На макротекстуальном уровне тот же эффект достигается благодаря уже упоминавшейся "дионисийской" неразличимости персонажей и рассказчиков (братья-близнецы в "Аббате С", перепутанные друг с другом персонажи "Невозможного", героини разных частей "Divinus Deus"); сюда же относится и игра авторскими псевдонимами, которыми Батай подписывал свои произведения (Лорд Ош - Пьер Анжелик - Луи Трант, то есть "Людовик Тридцатый"…). Наконец, в батаевских текстах часто заметно присутствие некоторого литературного "источника": в "Истории глаза" это стереотипы готической прозы (заточение и похищение Марсель) и вообще либертинской литературы XVIII века (фигура богача, святотатца и садиста сэра Эдмонда), в "Небесной сини" - некоторые типичные мотивы романов Хемингуэя (фигура одинокого главного героя, который бесцельно слоняется по питейным заведениям, водится в чужой стране с левыми революционерами), в "Моей матери" - вновь проза XVIII века, ее типичный сюжет о воспитании-развращении юного героя. Главный эффект этих нескрываемых, порой как бы даже наивных заимствований - смешение зон ответственности разных повествовательных субъектов: невозможно различить, излагаются ли те или иные происшествия их участником (героем произведения), или псевдонимным рассказчиком, или "писателем Жоржем Батаем", или, наконец, каким-то другим сочинителем, которому тот подражает… Повествование становится сплошной массой, слабо расчлененной на "личные" истории и личные высказывания; оттого оно столь легко вообще отбрасывает всякие признаки повесгвовательности и уступает место чисто дискурсивному построению, вопрос об "авторе" которого вообще не имеет смысла. События в нем происходят не столько в "реальном" мире персонажей, сколько в мире языка.

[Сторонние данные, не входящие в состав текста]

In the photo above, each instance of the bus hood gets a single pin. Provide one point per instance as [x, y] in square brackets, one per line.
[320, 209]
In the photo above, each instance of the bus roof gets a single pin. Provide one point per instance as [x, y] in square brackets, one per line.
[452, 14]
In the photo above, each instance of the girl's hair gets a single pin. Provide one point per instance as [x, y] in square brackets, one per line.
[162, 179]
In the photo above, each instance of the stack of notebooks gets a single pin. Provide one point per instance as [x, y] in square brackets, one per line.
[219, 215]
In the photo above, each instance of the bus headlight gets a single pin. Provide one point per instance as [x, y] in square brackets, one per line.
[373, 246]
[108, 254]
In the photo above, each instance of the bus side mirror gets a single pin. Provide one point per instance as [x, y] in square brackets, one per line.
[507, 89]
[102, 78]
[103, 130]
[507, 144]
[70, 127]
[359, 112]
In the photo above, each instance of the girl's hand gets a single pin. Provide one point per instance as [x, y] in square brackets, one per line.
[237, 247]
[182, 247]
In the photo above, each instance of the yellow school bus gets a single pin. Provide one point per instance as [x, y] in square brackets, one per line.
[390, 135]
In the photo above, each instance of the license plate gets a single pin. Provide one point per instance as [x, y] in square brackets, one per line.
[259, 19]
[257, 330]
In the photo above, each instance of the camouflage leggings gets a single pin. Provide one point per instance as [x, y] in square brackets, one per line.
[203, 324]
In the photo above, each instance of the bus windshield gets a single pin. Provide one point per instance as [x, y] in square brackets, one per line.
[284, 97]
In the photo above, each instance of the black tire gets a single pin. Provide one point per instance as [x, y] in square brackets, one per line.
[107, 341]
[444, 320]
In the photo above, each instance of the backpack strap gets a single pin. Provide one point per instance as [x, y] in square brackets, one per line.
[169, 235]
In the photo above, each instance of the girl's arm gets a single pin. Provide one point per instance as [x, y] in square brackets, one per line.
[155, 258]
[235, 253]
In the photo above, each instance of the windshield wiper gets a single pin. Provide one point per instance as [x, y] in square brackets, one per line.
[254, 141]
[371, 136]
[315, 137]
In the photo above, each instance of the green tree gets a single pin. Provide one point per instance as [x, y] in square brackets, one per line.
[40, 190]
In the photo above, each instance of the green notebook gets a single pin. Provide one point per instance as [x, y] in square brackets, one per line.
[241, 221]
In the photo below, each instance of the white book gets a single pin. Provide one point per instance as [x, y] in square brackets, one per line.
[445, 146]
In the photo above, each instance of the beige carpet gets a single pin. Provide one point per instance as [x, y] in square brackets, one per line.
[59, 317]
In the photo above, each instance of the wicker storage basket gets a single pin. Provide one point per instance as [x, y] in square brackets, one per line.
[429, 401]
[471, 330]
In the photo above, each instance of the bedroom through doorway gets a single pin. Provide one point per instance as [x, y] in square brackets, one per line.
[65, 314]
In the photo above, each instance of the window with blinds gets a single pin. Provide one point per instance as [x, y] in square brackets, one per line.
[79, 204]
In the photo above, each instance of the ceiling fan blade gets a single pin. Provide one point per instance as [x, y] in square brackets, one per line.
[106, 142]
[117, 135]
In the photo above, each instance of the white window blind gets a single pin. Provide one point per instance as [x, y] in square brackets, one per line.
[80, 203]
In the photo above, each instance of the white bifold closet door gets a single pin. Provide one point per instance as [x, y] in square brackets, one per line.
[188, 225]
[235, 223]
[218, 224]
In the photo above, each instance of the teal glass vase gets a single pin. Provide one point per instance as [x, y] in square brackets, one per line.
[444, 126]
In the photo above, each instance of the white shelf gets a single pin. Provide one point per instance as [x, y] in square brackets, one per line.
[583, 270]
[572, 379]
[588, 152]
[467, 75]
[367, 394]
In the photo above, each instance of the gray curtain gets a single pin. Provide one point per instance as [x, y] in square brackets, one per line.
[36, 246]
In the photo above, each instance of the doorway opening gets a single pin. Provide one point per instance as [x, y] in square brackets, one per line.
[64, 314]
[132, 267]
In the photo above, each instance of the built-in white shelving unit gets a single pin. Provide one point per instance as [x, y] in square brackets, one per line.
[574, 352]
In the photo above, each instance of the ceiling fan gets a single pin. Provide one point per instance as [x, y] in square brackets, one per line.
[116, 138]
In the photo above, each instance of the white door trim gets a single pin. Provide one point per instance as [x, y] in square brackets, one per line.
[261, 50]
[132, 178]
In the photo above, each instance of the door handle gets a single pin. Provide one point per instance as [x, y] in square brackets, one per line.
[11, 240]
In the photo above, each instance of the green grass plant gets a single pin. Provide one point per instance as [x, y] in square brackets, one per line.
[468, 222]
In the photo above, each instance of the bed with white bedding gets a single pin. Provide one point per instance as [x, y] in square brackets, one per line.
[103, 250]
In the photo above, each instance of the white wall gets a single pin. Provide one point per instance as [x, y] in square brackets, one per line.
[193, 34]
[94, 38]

Ролан Барт, анализируя метафорическую структуру "Истории глаза", предложил считать этот текст не повестью, а "поэмой", поскольку мотивные структуры в нем преобладают над связностью событий; сам автор - или все-таки рассказчик? - "Истории…" в заключительной главе признается, что психологическим толчком к писательству была для него "обязанность постоянно находить в моей жизни и мыслях соответствия" (с. 90). Бартовский анализ можно дополнить указанием на роль чисто языковых, вербальных приемов в развитии батаевского сюжета. Так, первая эротическая сцена "Истории глаза" (с блюдцем молока) вводится посредством бесхитростного каламбура Симоны: "Les assiettes, c'est fait pour s'asseoir" (ср. с 53), - обыгрывающего примерно ту же омонимию, которая в русском языке проявляется в выражении "быть не в своей тарелке". Эротическая энергия высвобождается благодаря трещине в семантической однозначности языка: стоит случиться неконтролируемому смысловому "сдвигу", "скольжению", как в добропорядочный буржуазный быт тут же врываются хаос, безобразие, стихийный разгул. Фонетическими и семантическими сдвигами Батай часто пользуется и в других произведениях: одну из героинь "Моей матери" называют "большой медведицей" (la grande ourse) по созвучию с прозвищем, характеризующим ее внешность, - "высокая рыжая" ("la grande rousse"); в сновидении героя "Небесной сини" фамилия "Ленин" получает странную "женскую" форму "Ленова" (с. 153) - возможно, по ассоциации с упоминавшейся незадолго до того актрисой и певицей Лоттой Лениа. Выше уже разбирались некоторые другие примеры, такие как поэтическая подстановка "lueur - malheur" в "Шарлотте д'Энжервиль"; говорилось и о "значащих" именах многих персонажей "Небесной сини" и "Аббата С"; остается добавить, что название последнего романа, помимо скабрезных ассоциаций, может читаться по-французски и как "l'abc", то есть "азбука"…
Борьба с повествовательностью, со стереотипами "правильной" романической прозы сделала Батая предшественником "нового романа" 50-60-х годов.
Маргерит Дюрас, одно время близкая к этому течению, в своем эссе о Батае 1958 года усматривала его заслугу в систематическом отказе от традиций изящного стиля, литературного "письма":
Итак, о Жорже Батае можно сказать, что он вообще не пишет, поскольку он пишет наперекор языку. Он придумывает способ писать без письма. Он отучивает нас от литературы.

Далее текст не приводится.